Locals in Benin hold an annual festival in honor of the deities of voodoo, an indigenous faith that venerates natural spirits and ancestors.
The festival is increasingly attracting people of African heritage from America, Brazil, and the Caribbean who are looking to learn more about the culture and homeland of their forcibly removed ancestors who were sold into slavery on the beaches of west Africa.
Voodoo, also known as Vodoun locally, has its roots in the Dahomey kingdom, which includes the modern-day nations of Benin and Togo. It is still extensively practiced in coastal communities like Ouidah, an old trading port with numerous monuments to the slave trade.
“We come here first to search for our origins and reconnect with Mother Earth,” said Louis Pierre Ramassamy, 45, from Guadaloupe who was in Benin for the first time and visiting Ouidah.
He came to discover the Vodoun festival, but his stay goes beyond that.
He said he wants to follow the footsteps of his ancestors, who were taken from Ouidah centuries ago and to rediscover the divinity practised by his maternal grandmother.
Consultations and sacrifices were made for him in a Vodoun convent in Ouidah to help him reconnect, he said.
“If luck does not smile on me this time, I will come back another time.

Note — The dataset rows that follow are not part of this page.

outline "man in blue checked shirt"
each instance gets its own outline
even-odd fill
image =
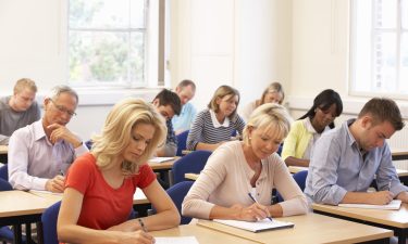
[[[305,194],[320,204],[408,203],[408,188],[400,183],[385,139],[404,127],[397,104],[371,99],[357,119],[323,134],[312,152]],[[367,192],[376,180],[378,191]]]

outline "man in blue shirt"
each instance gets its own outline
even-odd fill
[[[183,107],[180,115],[174,115],[172,123],[175,134],[180,134],[189,130],[197,114],[194,105],[189,103],[196,94],[196,85],[191,80],[185,79],[177,85],[175,93],[178,95]]]
[[[408,188],[400,183],[385,139],[401,130],[397,104],[371,99],[357,119],[324,133],[316,143],[305,194],[314,203],[338,205],[408,203]],[[378,191],[367,192],[373,180]]]
[[[173,91],[163,89],[160,91],[152,104],[157,107],[158,112],[164,117],[165,125],[168,126],[168,136],[165,144],[156,151],[159,157],[172,157],[177,152],[177,138],[174,134],[172,125],[172,117],[178,115],[182,110],[180,98]]]

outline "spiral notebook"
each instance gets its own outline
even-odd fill
[[[267,230],[292,228],[295,226],[293,222],[284,222],[284,221],[279,221],[275,219],[273,219],[272,221],[269,219],[263,219],[263,220],[259,220],[256,222],[247,222],[247,221],[239,221],[239,220],[225,220],[225,219],[214,219],[213,221],[225,224],[225,226],[251,231],[251,232],[261,232],[261,231],[267,231]]]
[[[386,205],[372,205],[372,204],[338,204],[339,207],[355,207],[355,208],[369,208],[369,209],[385,209],[385,210],[398,210],[400,208],[401,201],[393,200]]]

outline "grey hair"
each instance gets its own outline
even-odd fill
[[[65,85],[59,85],[59,86],[53,87],[51,89],[51,91],[48,93],[48,95],[46,97],[46,99],[55,100],[60,97],[61,93],[65,93],[65,92],[75,97],[76,104],[79,103],[78,93],[76,93],[76,91],[74,89],[72,89],[71,87],[65,86]]]

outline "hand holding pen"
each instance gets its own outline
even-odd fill
[[[258,201],[252,196],[252,194],[248,193],[248,196],[249,196],[249,197],[250,197],[250,198],[251,198],[251,200],[252,200],[258,206],[263,207],[263,205],[259,204]],[[265,208],[267,208],[267,207],[265,207]],[[262,208],[262,210],[264,210],[264,211],[267,213],[267,218],[268,218],[269,220],[272,221],[272,217],[271,217],[271,214],[269,213],[268,208],[267,208],[267,209]]]

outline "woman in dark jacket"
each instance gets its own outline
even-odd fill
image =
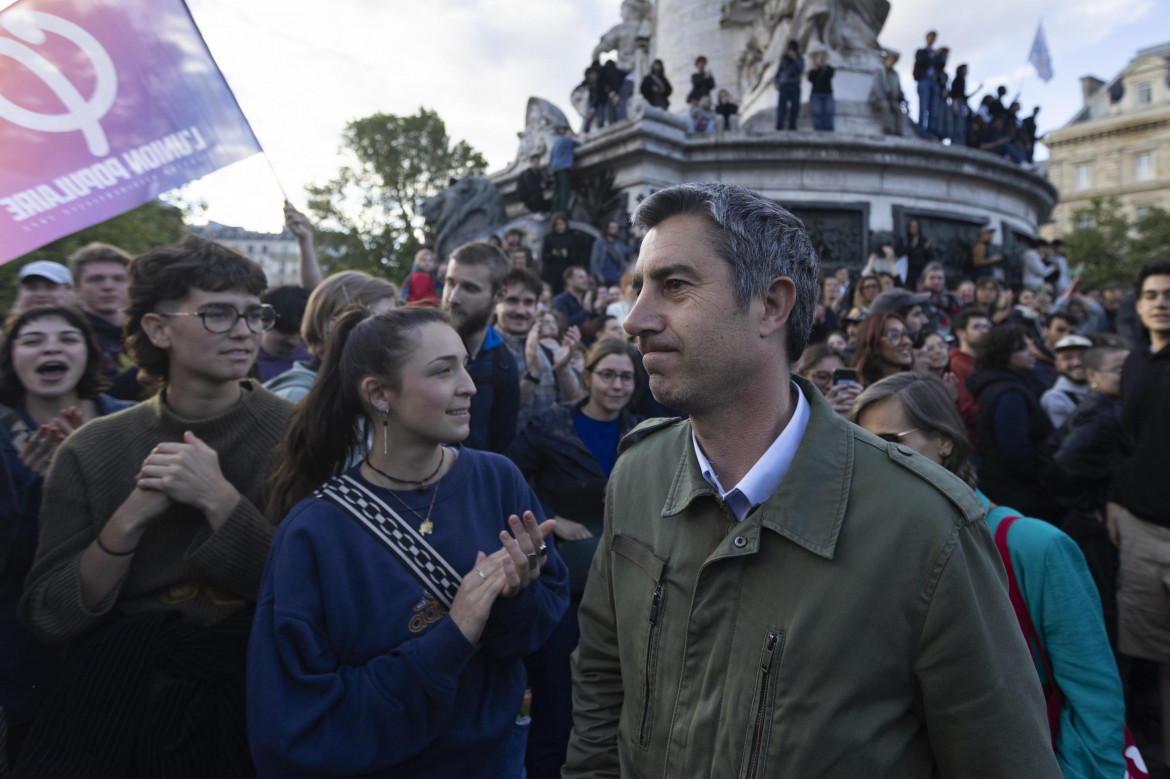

I need this reconnection for my personal development,” the tourist told AFP, his camera focused on the movement of voodoo practitioners on Ouidah’s imposing Atlantic Ocean beach.
Dozens of followers dressed in white cloth face the ocean each festival to pay hommage in Ouidah to Mami Wata, a goddess of the sea.
Accompanied by drums and dancing, followers dressed in colourful traditional robes and gowns watched “Zangbeto” rituals — whirling dancers dressed as guardians of the night.
Nearby is an arch, the “Door of No Return”, in memory of those jammed onto slave ships from Ouidah’s beach bound for the New World.
“Our ancestors foresaw this return of Afro-descendants. They are eagerly awaited by the ghosts of our ancestors,” said Hounnongan Viyeye Noumaze Gbetoton, one of the Vodoun dignitaries in Ouidah.
“When they return, it is to take blessings and recharge their batteries to move forward.”
Brazilian Anaica Durand said she had passed this stage.
This is Alexandra Bajeux’s second visit to Ouidah. She came this year to honor the Snake deity Dan.
“All the consultations revealed that it was the cult of my ancestors,” she smiles, white loincloth tied at the waist.
The 29-year-old Haitian plans to settle in Ouidah to devote herself full-time to this religion.
“Dan is happiness and he is a source of wealth,” said the young woman who swears “to have finally found the happiness that she lacked”.
“Our major objective is that the indigenous culture never fades away… Sooner or later, all Afro-descendants will return to the fold. This is what our ancestors say,” said Hounnongan Viyeye Noumaze Gbetoton.
Francis Ahouissoussi, a Benin sociologist specialising in religious issues, explains this attachment of descendants of African slaves as “a natural need that they must fill”.
According to him, many Afro-descendants feel they “are in a permanent quest for their true identity”, part of which is addressed for some by the role of Vodoun.
For Brazilian Ana Beatriz Akpedje Almeida it felt like she was connecting the deities she knew from Brazil and others and to her ancestors.
“I think most people from the diaspora can connect with this kind of knowledge,” she said. “Voodoo is a perspective about humanity.”
US visitor Chastyl told AFP it was also her first time in Benin.
“I have seen so many divinities and a lot of dancing,” she said. “I don’t have any family here, they are all in the United States, but obviously somewhere, we are from here.”